In an email to pilots on Tuesday, Bill Sprague, chairman of the Envoy chapter of the Air Line Pilots Association, wrote that chapter leaders had met with the company.
“The company approached us in recent weeks with the desire to construct an acceptable deal,” Sprague wrote. “The negotiating committee presented a proposal based on pilots’ ideas and expectations and we continue to work on ideas and concepts to keep discussions moving forward.
“Core issues still requiring favorable solutions for our pilots include the fleet plan, the nature of any longevity pay step caps and the bankruptcy amendment round credit,” Sprague said. Pilots negotiated a $36 million credit that becomes payable if the carrier meets certain goals.
American emerged from bankruptcy in November 2013 with $40 million in concessions, primarily work rule changes and reduced benefits, at Eagle, now called Envoy. Nine days after emerging, American proposed a new Eagle contract, one that pilots overwhelmingly rejected in a March vote.
Envoy has the disadvantage that its pilots are relatively highly paid for the regional industry, since they had been at Envoy for a long time, which was not what most envisioned when they joined the carrier. But because American had been shrinking for years, the Envoy pilots stayed put rather than moving on to generally higher paying jobs on bigger aircraft.
On the plus side, at least Envoy has pilots, at a time when regional pilots are hard to find given the low starting pay.
American spokesman Casey Norton said Wednesday, “American would like to place some of its large regional aircraft with Envoy, but the economics of the current contract are not competitive. There were informal discussions with Envoy ALPA to see what could be done to remedy this.

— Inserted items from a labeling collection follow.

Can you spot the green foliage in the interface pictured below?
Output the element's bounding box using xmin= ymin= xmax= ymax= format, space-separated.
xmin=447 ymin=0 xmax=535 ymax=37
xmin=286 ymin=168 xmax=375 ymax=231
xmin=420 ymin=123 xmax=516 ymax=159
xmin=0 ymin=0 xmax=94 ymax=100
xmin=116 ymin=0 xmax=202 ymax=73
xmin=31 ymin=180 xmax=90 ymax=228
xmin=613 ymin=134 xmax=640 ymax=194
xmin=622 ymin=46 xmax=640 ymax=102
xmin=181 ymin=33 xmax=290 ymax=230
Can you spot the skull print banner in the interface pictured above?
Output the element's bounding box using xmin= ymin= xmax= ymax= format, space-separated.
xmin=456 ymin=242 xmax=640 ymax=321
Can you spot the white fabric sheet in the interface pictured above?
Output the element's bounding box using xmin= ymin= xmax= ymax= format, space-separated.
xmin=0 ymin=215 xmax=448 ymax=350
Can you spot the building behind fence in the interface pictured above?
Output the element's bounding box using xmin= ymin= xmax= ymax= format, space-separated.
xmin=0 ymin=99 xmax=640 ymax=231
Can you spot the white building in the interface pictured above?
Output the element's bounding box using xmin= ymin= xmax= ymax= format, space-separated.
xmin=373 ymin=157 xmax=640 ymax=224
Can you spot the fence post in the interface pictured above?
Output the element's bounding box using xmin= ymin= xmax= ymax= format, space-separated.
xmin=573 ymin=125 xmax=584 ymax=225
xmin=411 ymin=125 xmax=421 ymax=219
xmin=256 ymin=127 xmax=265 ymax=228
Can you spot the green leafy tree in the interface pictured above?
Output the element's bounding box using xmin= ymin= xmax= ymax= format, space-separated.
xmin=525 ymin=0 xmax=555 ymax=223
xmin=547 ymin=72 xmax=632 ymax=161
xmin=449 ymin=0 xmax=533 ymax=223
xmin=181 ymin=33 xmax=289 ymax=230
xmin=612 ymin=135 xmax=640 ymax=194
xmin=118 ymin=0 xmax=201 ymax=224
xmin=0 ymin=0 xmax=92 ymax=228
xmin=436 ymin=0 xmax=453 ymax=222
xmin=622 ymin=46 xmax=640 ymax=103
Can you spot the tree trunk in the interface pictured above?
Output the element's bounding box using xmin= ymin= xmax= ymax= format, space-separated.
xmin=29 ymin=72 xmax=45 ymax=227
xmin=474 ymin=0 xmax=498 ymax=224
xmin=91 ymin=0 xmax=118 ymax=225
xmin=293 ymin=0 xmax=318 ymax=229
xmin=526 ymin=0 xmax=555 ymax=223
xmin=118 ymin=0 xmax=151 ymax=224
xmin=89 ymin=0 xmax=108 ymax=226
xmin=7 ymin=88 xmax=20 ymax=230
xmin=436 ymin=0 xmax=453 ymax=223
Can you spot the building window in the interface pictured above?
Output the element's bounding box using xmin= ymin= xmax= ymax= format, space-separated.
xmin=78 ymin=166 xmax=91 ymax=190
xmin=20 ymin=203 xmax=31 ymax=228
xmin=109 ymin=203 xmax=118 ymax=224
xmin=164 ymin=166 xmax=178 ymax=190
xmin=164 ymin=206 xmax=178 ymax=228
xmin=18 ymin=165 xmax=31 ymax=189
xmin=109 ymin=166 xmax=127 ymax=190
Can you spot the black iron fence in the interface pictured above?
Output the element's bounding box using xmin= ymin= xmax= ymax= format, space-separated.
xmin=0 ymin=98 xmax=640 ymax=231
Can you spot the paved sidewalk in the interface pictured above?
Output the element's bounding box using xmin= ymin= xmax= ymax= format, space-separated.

“American must have competitive costs for its regional feed and Envoy’s current economics are higher than those at other regional carriers,” Norton said.
Last week, American Eagle pilots staged a demonstration at New York LaGuardia Airport, The goal “was to inform the public and government officials (that) the 'pilot shortage' is a pay shortage, not a pilot shortage,” said Ray Igou, captain representative to the union’s New York local.